When the twin towers fell in New York City, people across the country rushed to help. Within days one Oklahoma man, a former preacher from Sapulpa, found himself in a role he will never forget.
News on Six anchor Terry Hood says disaster is something of a way of life for Sam Porter. He left the pulpit at First Baptist church in Sapulpa several years ago to lead Oklahoma's Southern Baptist Disaster relief team.
He's since seen more than his share of tornadoes, floods and ice storms. When disaster struck on September 11th, Sam knew right where he needed to be. "After the World Trade Center fell, a temporary morgue was set up here, on this city street." And three days later, Sam Porter found himself here as well. "One of our men walked up this little hill and discovered the morgue. And the man from the morgue said boy, we're glad to see you guys from Oklahoma. We need help."

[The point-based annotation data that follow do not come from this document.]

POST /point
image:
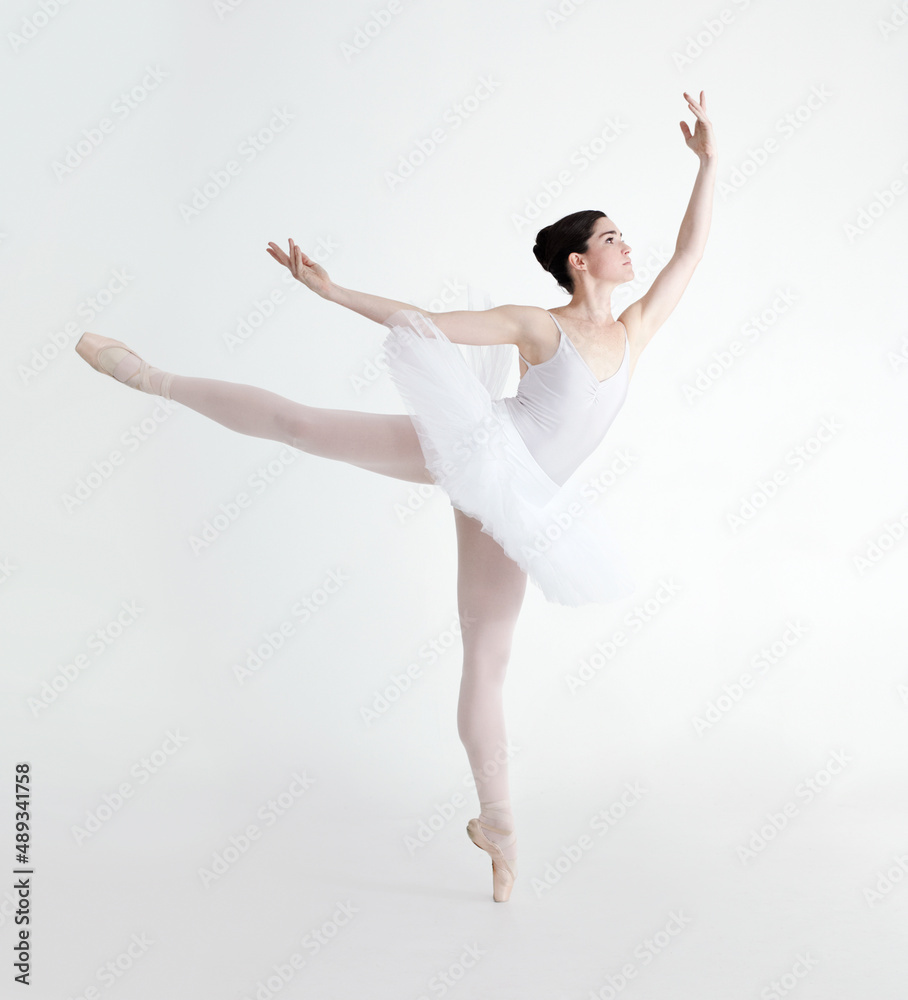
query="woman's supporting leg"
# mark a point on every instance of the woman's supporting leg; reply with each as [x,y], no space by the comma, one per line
[490,591]
[380,442]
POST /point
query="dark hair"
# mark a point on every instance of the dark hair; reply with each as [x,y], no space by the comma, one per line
[555,243]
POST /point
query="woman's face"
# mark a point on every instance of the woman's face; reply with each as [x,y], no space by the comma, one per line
[607,256]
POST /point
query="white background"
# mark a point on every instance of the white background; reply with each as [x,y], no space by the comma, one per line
[788,221]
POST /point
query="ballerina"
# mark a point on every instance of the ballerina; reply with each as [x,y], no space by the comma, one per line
[505,463]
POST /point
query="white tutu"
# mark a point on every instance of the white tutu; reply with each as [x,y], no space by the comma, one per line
[479,459]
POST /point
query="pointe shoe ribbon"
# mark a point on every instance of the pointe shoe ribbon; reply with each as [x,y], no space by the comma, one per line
[104,354]
[503,874]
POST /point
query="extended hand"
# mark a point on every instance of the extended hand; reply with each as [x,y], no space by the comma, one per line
[703,140]
[303,268]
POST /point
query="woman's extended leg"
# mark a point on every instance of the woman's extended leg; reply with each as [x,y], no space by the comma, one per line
[490,591]
[380,442]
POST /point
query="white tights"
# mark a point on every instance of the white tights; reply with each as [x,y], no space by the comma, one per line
[490,585]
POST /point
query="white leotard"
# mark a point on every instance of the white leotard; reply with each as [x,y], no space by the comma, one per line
[562,411]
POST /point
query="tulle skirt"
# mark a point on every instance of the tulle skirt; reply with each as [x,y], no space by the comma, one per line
[476,455]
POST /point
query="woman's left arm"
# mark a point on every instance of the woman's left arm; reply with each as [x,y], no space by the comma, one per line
[695,224]
[644,317]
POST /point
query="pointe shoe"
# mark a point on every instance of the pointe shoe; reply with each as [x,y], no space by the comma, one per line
[503,872]
[104,354]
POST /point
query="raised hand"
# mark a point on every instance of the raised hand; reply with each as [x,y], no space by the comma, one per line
[703,140]
[303,268]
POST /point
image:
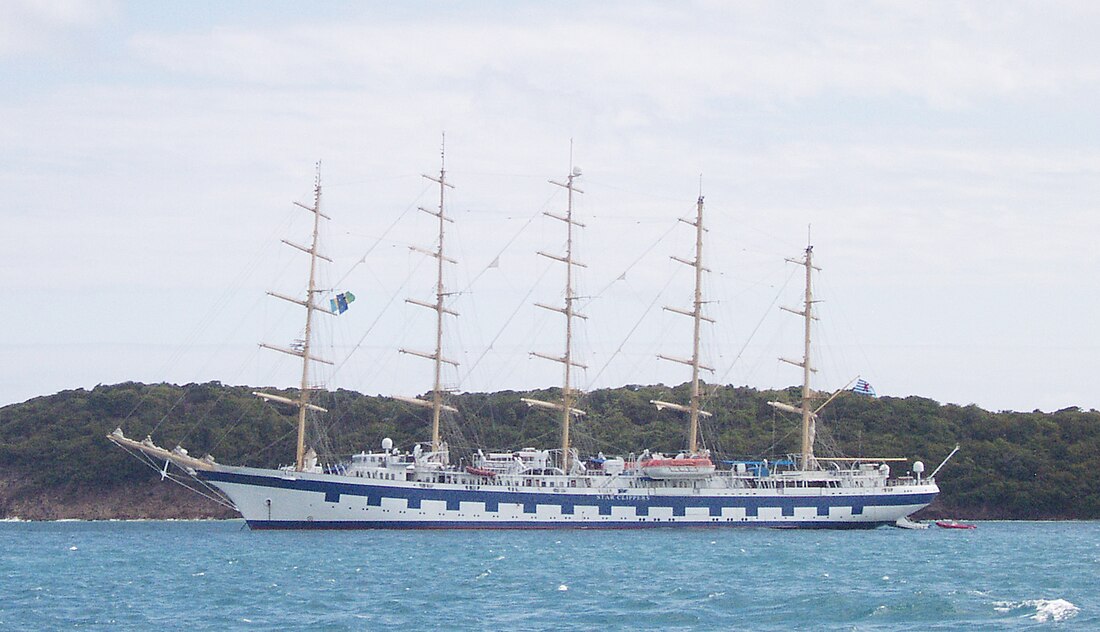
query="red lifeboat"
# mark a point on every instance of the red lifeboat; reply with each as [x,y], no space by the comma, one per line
[480,472]
[953,524]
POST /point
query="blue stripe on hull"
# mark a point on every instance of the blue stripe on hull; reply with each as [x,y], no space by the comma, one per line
[641,505]
[363,524]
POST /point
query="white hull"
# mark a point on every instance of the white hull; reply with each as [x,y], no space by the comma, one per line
[278,499]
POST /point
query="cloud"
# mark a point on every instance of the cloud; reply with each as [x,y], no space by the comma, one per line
[36,25]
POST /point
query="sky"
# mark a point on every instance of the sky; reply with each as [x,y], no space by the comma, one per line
[943,158]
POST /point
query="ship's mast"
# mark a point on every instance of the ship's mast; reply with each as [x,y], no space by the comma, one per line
[305,351]
[568,397]
[809,416]
[436,403]
[696,314]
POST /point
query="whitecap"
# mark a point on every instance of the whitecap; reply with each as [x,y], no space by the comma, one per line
[1053,610]
[1046,610]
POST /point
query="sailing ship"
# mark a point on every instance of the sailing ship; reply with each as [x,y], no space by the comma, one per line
[537,488]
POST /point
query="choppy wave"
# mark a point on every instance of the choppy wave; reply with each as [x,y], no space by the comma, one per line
[85,575]
[1042,610]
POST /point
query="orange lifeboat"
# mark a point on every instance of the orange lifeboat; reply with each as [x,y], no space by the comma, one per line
[681,468]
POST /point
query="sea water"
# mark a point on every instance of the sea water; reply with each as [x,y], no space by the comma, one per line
[218,575]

Sam was placed in charge of the chaplainry at the temporary morgue. He prayed over hundreds of bodies, and thousands of body parts. Unimaginable horror, that Sam says he survived through grace. "The first day I was here, inside this perimeter, the power of God was to me, overwhelming. We prayed probably hundreds of times every day with hundreds of guys, men and women. And we were never denied. Everyone always said, would you do that for me."
Sam spent almost two weeks in New York on that first visit. He's been back three times since, coordinating Oklahoma volunteers, and doing what he can to heal the brokenhearted. For Sam Porter, Ground Zero is the place where heaven and hell collided. "I had the question asked hundreds of times, where is God in this? And I would say, well God is in this by you and me, and thousands of people pulling together and praying together, rising up and saying, we're going to make it."
Thousands of volunteers from Baptist Disaster Relief teams have traveled to New York since September 11th. They've cleaned apartments, washed clothes, served meals, and prayed.
Sam Porter says they'll be there as long as the need lasts.